For my final project I intend to explore worldwide COVID 19 infection rates, deaths, and recoveries with the intention of answering the following questions:
Which countries have the highest number of confirmed COVID 19 cases?
Which countries have the highest number of COVID 19 deaths?
Which countries have the highest number of COVID 19 recoveries?
The data source I intend to use for this project is the Novel Corona Virus 2019 dataset which is available via kaggle.com. The dataset was taken from the John Hopkins University COVID-19 Data Repository.
The dataset consists of 6 different CSV files:
covid_19_data
The main dataset that will be used for this project. This file contains data on worldwide COVID cases,
deaths, and recoveries broken down by Country/Region, and Province/State were applicable.
time_series_covid_19_confirmed
Time series data on the number of confirmed cases worldwide.
The file contains longitude and latitude data that can be used to plot cases on a map.
time_series_covid_19_confirmed_US
Time series data on the number of confirmed cases in the US at the county level.
This file will not be used in this project.
time_series_covid_19_deaths
Time series data on the number of COVID deaths worldwide.
time_series_covid_19_deaths_US
Time series data on the number of COVID deaths in the US at the county level.
This file will not be used in this project.

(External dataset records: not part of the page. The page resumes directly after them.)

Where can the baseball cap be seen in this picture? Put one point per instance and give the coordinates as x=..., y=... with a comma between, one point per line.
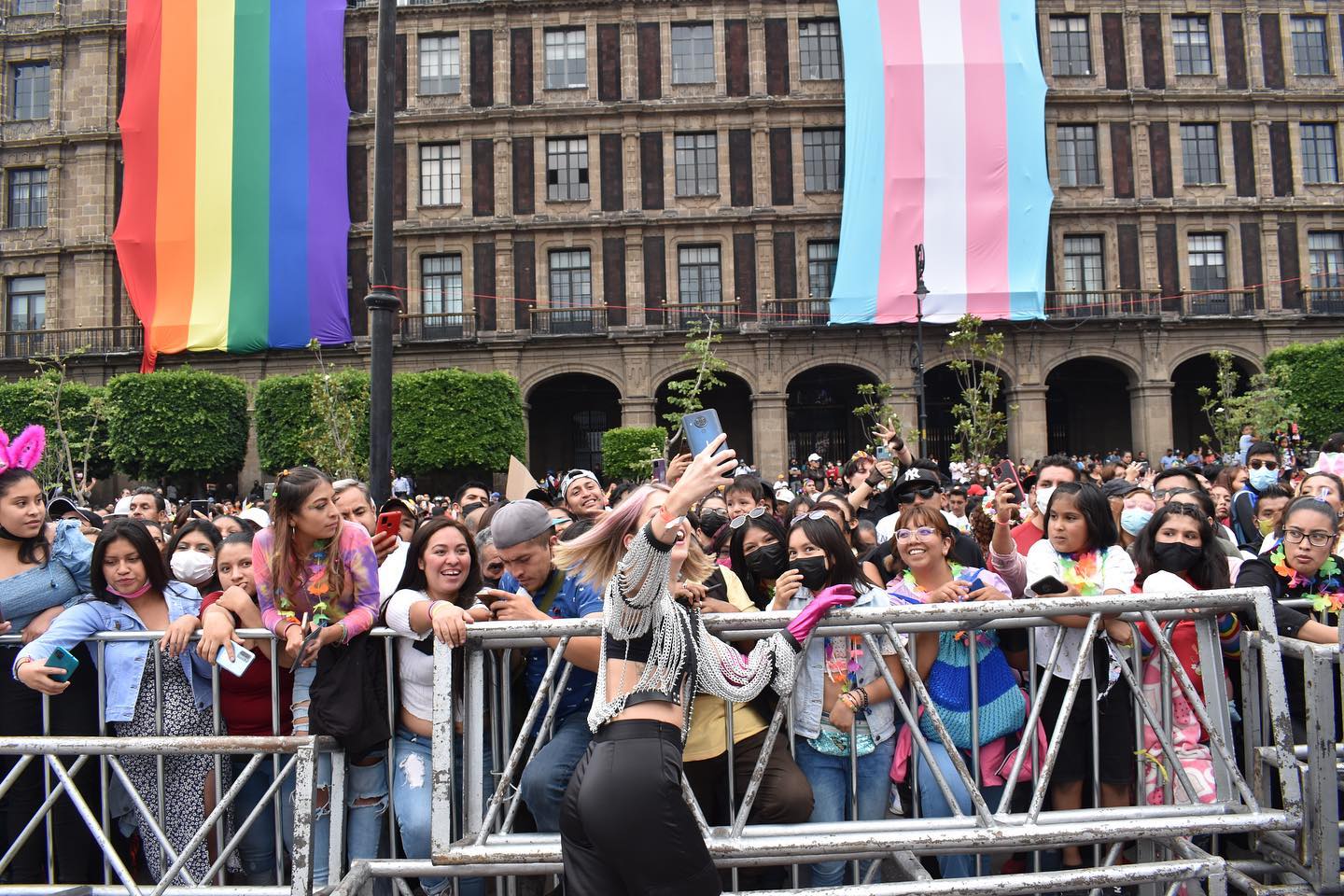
x=519, y=522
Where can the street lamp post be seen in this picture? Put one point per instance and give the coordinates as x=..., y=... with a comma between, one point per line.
x=921, y=290
x=381, y=301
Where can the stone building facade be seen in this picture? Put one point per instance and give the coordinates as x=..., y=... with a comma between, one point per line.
x=577, y=182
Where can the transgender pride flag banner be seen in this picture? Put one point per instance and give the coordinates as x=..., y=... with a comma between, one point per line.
x=945, y=146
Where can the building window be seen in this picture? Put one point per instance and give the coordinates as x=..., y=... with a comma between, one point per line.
x=441, y=175
x=31, y=85
x=1320, y=164
x=1309, y=52
x=1070, y=48
x=696, y=164
x=1199, y=149
x=1077, y=147
x=819, y=49
x=693, y=54
x=821, y=266
x=441, y=63
x=441, y=285
x=27, y=198
x=571, y=278
x=566, y=58
x=1190, y=40
x=823, y=160
x=699, y=275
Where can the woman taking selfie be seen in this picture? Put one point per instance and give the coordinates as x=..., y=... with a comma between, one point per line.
x=625, y=826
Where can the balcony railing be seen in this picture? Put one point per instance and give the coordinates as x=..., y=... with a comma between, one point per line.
x=724, y=315
x=1328, y=300
x=1238, y=302
x=797, y=312
x=1115, y=302
x=97, y=340
x=567, y=321
x=439, y=328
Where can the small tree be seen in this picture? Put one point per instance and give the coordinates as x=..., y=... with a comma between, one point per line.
x=686, y=395
x=980, y=427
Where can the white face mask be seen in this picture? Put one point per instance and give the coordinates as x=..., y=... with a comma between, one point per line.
x=1043, y=498
x=192, y=567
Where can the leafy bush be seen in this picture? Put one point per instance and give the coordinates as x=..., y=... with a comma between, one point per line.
x=179, y=422
x=1313, y=376
x=628, y=452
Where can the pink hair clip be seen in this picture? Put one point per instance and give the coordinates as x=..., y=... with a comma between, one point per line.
x=24, y=452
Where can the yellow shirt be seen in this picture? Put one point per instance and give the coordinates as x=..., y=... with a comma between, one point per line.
x=706, y=739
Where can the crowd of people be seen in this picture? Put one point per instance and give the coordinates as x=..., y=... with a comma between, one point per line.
x=319, y=565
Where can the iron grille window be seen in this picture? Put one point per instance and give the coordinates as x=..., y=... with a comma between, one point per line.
x=1070, y=46
x=27, y=198
x=1320, y=164
x=566, y=58
x=823, y=160
x=693, y=54
x=1199, y=150
x=819, y=49
x=699, y=275
x=566, y=168
x=1077, y=146
x=1190, y=40
x=696, y=164
x=441, y=174
x=441, y=63
x=1309, y=52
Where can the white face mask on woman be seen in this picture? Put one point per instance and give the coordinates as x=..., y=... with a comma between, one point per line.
x=192, y=567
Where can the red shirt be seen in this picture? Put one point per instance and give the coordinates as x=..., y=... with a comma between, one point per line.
x=246, y=702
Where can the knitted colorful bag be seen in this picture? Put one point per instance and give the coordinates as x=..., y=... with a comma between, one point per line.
x=1002, y=708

time_series_covid_19_recovered
Time series data on the number of COVID recoveries worlwide.
In order to visualize the data, I will use 2 main static visualizations:
A Horizontal Bar Chart to show a side-by-side comparison of per-country COVID 19 related statistics. This will allow the user to gain insight into the data at a glance.
A World Map containing per-country COVID data points. The size of the plots on the map will be reflective of the amount of COVID related cases in the country they are ploted on (The larger the data plot size, the larger the amount of COVID related cases).
The following R packages will be utilized in this project:
tidyr
This package will be used to shape the data into a usable format (i.e. converting data that is in a wide format to a long format.).
stringr
This package will be used to replace NA values with meaningful values.
lubridate
This package will be used to format dates.
ggplot2
This package will be used to create the horizontal bar charts and world maps.
kableExtra
This package will be used to create data tables.
Hmisc
This package will be used to gain insight into data via the package's summary() function.